Pendek kata dari bayi hingga dewasa, para orang tua (papa-mama) bersedia menanggung segala penderitaan agar anak mereka bisa lebih baik, lebih pintar, lebih sehat.
Dalam ungkapan "sehari sebagai guru, seumur hidup sebagai papa". Ini menunjukan dalam kebudayaan tionghoa, mereka sangat menghormati guru hingga sang guru sebagai pengajar disejajarkan atau disamakan dengan orang tua. Kenapa ?

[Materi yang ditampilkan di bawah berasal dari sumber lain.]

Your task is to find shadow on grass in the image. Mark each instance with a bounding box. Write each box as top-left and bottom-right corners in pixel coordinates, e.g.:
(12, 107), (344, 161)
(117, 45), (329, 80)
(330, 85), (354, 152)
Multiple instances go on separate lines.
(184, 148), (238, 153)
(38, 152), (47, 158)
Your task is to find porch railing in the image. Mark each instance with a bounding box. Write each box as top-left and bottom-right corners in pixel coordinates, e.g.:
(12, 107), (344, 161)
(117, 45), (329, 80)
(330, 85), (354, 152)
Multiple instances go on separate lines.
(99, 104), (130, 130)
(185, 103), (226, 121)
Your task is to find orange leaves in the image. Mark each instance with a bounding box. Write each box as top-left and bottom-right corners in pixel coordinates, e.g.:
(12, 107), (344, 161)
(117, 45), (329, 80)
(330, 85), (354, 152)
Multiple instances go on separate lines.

Guru, adalah mereka yang telah membimbing, membina, mengajar kita jadi lebih maju, walaupun ini hanya terjadi dalam waktu satu hari saja, mereka tetap adalah guru.
Pengetahuan dari seorang guru, mereka peroleh dengan rajin belajar, rajin bereksperimen, rajin mengevaluasi hal-hal yang dipelajari yang diterapkan dalam kehidupan.
Bisa saja pengetahuan dan pengalaman yang dimiliki oleh seorang guru membutuhkan waktu yang sangat lama, bisa hingga 2-3 tahun, atau 5-10 atau 20 tahun lebih.
Dengan pengetahuan yang mereka miliki yang diperoleh dari tahun demi tahun, pada saat mengajarkan kepada muridnya pengalaman tersebut di-sharing, di-transfer dalam beberapa jam, beberapa hari atau beberapa bulan.
Banyak sekali kejadian yang terjadi, setelah seorang (guru) mentransfer pengetahuannya kepada temannya atau kepada muridnya dan setelah temannya atau muridnya mengerti pengetahuan tersebut, sang teman atau sang murid malah menggeser posisi sang guru.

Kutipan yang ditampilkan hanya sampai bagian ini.